Çıkış Yolu
cumhuriyet.com.trKim gelirse gelsin artık Türkiye’ye şu görüş hâkim olmalıdır: “Çalmayacağım, çaldırmayacağım, Cumhuriyet kanunlarını uygulayacağım.” Bu, ülkenin kurtuluşudur. Bu sağlandığı zaman çok şey kendiliğinden düzelir. 1950 yılından bu yana çaldığımız ve çaldırdığımız yeter. Son söz milletindir.
Ülkede herkes birbirine soruyor: “Ne oluyoruz?” Aslına bakarsanız bir şey olduğu yok. Demokratikleşmenin son sancılarını çekiyoruz. Daha önce de buna benzer sancılar çekmiş, ara rejimlerle geçici olarak sancılardan kurtulmuştuk.
27 Mayıs’la başlayan, 12 Mart ve 12 Eylül’le devam eden askeri müdahalelere 28 Şubat, 27 Nisan eklenince Türk Silahlı Kuvvetleri’nin müdahalelerdeki istiap hakkı doldu. Onlar da anladılar ki bu müdahaleler sorunları çözmekten çok, radikal uçların kuvvetlenmesine neden oldular. Üniter devlet ve ulusal birlik darbelerle sağlanamıyor.

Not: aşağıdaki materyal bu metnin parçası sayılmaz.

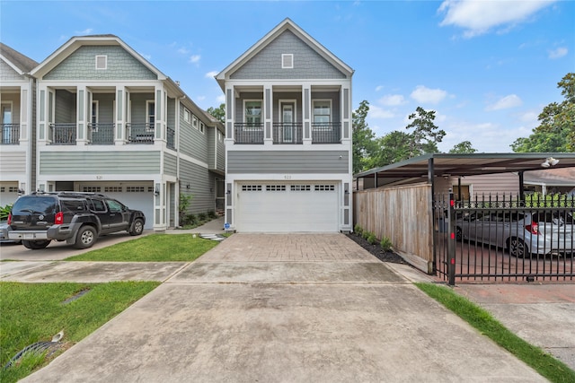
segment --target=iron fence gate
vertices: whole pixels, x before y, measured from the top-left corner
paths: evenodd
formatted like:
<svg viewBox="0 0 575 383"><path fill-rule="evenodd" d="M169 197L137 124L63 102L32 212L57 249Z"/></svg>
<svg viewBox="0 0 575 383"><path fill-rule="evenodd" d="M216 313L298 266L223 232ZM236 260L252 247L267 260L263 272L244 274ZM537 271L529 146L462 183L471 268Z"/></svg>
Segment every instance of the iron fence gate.
<svg viewBox="0 0 575 383"><path fill-rule="evenodd" d="M575 196L435 196L435 271L449 284L575 280Z"/></svg>

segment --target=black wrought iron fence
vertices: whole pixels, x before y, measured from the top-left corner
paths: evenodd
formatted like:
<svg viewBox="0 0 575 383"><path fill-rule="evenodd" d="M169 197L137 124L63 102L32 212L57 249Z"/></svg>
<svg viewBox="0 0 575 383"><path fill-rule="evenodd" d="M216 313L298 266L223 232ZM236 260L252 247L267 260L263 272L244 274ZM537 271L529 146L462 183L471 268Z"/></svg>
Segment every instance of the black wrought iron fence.
<svg viewBox="0 0 575 383"><path fill-rule="evenodd" d="M128 144L154 144L153 124L126 124Z"/></svg>
<svg viewBox="0 0 575 383"><path fill-rule="evenodd" d="M93 145L111 145L114 144L116 124L88 124L88 142Z"/></svg>
<svg viewBox="0 0 575 383"><path fill-rule="evenodd" d="M58 123L49 125L49 136L54 145L75 145L76 123Z"/></svg>
<svg viewBox="0 0 575 383"><path fill-rule="evenodd" d="M235 144L263 144L263 124L235 123Z"/></svg>
<svg viewBox="0 0 575 383"><path fill-rule="evenodd" d="M434 258L450 284L575 279L575 196L434 198Z"/></svg>
<svg viewBox="0 0 575 383"><path fill-rule="evenodd" d="M3 145L16 145L20 143L20 124L1 124Z"/></svg>
<svg viewBox="0 0 575 383"><path fill-rule="evenodd" d="M273 124L273 143L279 144L302 144L304 129L302 124Z"/></svg>
<svg viewBox="0 0 575 383"><path fill-rule="evenodd" d="M312 144L339 144L341 135L339 122L312 124Z"/></svg>

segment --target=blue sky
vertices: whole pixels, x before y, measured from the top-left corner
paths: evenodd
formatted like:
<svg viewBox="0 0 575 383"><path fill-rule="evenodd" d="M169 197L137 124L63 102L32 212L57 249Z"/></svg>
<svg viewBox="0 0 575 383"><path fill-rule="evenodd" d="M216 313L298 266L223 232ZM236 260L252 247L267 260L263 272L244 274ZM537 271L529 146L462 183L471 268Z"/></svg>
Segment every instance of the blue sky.
<svg viewBox="0 0 575 383"><path fill-rule="evenodd" d="M573 1L0 0L0 40L38 62L73 36L117 35L203 109L223 102L213 76L289 17L355 70L377 136L418 106L484 152L538 125L575 72Z"/></svg>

Bu net olarak ortaya çıkınca, demokratikleşmenin son sancıları yargının gerçek bağımsızlığına kalıyor. Mevcut iktidar 367’yi garabetle, 411’i tanınmamazlıkla suçlayarak kendini haklı çıkartmaya çalışıyor. Bunları yaparken de adresi Anayasa Mahkemesi, Yargıtay Cumhuriyet Başsavcılığı ve Türk Silahlı Kuvvetleri olarak gösteriyor. Bunun ne kadar doğru olduğunu “ötekileştirmeyen” gözler rahatlıkla görüyor.
Bir ülkenin sağlam temeller üzerine oturabilmesi için 3 güce ihtiyacı vardır. Bunlardan birincisi; o ülkeyi dış etkilere karşı koruyacak olan güçlü bir ordu, ikincisi; her konuda bilimsel çalışmalar yapması gereken sağlam üniversiteler, üçüncüsü ise herkese eşit dağıtılması gereken adalet.
Zaten bilimsel çalışmalar yapan üniversiteler ve eşit dağıtılan adalet demokrasinin temel kurallarıdır.
Ülkemizde durum böyle midir? Görünen o ki “hayır”. Üniversiteleri suskun, adaleti bölünmüş ve güçlü ordusuna rağmen silahlı kuvvetlerinin üzerinden siyaset yapılmaya başlanmıştır. Bu çok, ama çok tehlikeli bir durumdur.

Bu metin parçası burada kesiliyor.